I am not saying PM investing is bad. In fact, those of you who know me and watched me on TV or read my web sites know that I was a long time bull on gold going back about four years ago, and I sold my gold at about $945 several months ago. >>
So Alan..... what do you have your money or investments in? If it is foolish to be purchasing gold or silver now, just where should one turn to?
Ive avoided stocks for the last four years, thankfully.
cash is king.
www.AlanBestBuys.com
www.VegasBestBuys.com
second, the PREMIUM that is added to the price of PM is actually part of the "greatest fool theory." premiums are the first aritficial part of a price to move -- up or down. premiums can move even without the base price changing. hence, premiums represent the "greatest fool theory."
And we can certainly apply the same theory to those holders of fiat money since 1971....the greatest fools ever known. If one thinks the premium paid for gold coin is foolish, how does one even begin to explain the premiums we pay for rare coins with slight differences in: holders, older plastic, full heads-FB-FBL-etc, cameo, coloration, and the worst of all, 1 pt gradations in MS/PF coins from 60-70. It all smacks of tulipology when you get right down to it. But it all comes down to what humans place a value on. And over 5,000 years, gold and honest money in general, has kept people from becoming the next greater fool. Are we foolish for going to the hardware store and buying a single washer or gasket rather than buying them more cheaply buy the dozen or by the hundred? Why not buy a case or truckload of cigarettes every time we reload?

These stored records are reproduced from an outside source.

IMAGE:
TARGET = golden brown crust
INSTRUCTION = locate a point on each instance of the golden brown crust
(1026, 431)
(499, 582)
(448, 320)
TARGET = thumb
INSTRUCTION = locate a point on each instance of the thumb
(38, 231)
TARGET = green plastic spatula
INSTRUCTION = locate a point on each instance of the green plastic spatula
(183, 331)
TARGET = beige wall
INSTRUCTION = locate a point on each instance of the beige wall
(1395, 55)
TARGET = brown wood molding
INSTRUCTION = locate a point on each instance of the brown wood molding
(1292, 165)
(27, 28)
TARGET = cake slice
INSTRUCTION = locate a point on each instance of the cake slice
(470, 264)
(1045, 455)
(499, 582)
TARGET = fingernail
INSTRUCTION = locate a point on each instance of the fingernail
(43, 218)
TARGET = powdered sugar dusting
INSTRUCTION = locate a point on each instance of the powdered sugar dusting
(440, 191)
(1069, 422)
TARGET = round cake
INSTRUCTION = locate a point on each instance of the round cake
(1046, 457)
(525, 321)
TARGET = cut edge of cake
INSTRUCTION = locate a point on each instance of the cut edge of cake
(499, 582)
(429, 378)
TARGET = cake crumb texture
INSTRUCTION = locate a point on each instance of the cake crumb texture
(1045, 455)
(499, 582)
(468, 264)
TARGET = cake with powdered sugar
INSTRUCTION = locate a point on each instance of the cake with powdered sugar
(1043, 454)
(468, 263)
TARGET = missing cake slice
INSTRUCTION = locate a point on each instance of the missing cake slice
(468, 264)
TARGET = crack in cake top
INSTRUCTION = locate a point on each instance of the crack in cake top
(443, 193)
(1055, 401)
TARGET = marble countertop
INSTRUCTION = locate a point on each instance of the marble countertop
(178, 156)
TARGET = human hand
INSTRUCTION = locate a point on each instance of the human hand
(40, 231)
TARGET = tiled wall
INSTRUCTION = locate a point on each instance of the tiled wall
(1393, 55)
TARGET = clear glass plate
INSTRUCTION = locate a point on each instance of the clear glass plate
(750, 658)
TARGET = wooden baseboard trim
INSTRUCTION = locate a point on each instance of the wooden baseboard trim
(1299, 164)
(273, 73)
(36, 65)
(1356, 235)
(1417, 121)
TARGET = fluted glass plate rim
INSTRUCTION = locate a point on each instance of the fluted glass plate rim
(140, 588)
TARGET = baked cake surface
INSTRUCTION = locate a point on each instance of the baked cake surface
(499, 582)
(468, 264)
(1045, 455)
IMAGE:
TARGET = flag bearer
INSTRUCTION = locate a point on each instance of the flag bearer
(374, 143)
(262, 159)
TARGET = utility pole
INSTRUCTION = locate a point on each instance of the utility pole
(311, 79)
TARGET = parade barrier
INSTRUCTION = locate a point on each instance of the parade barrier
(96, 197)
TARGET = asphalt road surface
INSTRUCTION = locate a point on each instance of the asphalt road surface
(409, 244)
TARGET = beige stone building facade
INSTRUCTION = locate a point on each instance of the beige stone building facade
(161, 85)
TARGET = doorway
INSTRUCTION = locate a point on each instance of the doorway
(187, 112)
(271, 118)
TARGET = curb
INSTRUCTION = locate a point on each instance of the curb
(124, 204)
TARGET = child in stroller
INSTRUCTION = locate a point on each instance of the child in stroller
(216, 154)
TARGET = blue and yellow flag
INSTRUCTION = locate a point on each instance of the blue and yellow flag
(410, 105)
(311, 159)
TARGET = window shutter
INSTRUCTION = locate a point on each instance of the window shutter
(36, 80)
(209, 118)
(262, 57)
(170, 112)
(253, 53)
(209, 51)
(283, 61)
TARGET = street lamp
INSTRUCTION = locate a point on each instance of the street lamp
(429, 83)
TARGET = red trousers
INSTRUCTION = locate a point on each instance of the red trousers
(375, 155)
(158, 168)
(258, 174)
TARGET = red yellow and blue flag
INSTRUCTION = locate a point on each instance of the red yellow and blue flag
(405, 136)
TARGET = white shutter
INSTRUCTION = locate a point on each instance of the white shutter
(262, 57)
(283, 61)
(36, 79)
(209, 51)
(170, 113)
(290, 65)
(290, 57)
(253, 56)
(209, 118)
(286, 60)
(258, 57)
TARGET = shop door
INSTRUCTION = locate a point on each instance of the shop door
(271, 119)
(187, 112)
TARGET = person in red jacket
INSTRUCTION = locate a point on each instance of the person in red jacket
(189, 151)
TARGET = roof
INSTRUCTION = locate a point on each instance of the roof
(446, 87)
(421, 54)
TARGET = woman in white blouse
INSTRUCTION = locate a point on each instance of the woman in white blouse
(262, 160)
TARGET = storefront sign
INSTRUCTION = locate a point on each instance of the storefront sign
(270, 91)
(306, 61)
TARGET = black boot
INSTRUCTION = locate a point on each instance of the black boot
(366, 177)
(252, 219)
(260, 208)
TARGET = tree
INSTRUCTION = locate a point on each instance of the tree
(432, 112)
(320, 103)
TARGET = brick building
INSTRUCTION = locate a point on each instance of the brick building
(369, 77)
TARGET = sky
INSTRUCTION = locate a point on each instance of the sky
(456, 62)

Speaking of fools. The Brits have been lining up outside the 2 biggest bullion houses in London ever since Lehman went down. People have been turned away. The run on bullion has been most impressive. Some have come away with as much as L500,000. Maybe those Brits aren't so foolish after all.
Let's not forget LAMoney's very vocal and gutsy call of getting out from under gold at $950. Kudos. In that call he felt that a return at $800 or just under would make sense. If for some reason we don't buy back in at $750-$950 before gold hits the next upleg, what has been accomplished by selling at $950 other than getting rid of your gold protection and paying taxes earlier? In order to make money in selling, you either have to buy back in lower or never come back (ie the market is history). I'd like to hear more stories of those who dumped physical bullion in the $930-$1030 range, and then reloaded at sub-$810 prices. Should gold fall further toward it's lowest long term uptrend line of $550, then even buying at $750 will make one look foolish. But gold has a way of making everyone look foolish just when you think you can make sense of it.
roadrunner
theory? it takes people, equipment, and etc to shape that lump up
silver into a pretty round or bar.
when spot changes... their premium stays the same for the item.
not rocket science here folks when buying brand new items from a minter or even second hand.
If the minimum order is 500 ounces from sunshine mint and you only
want 25 ounces a middleman will not work for free!
unsually large premiums are a different story.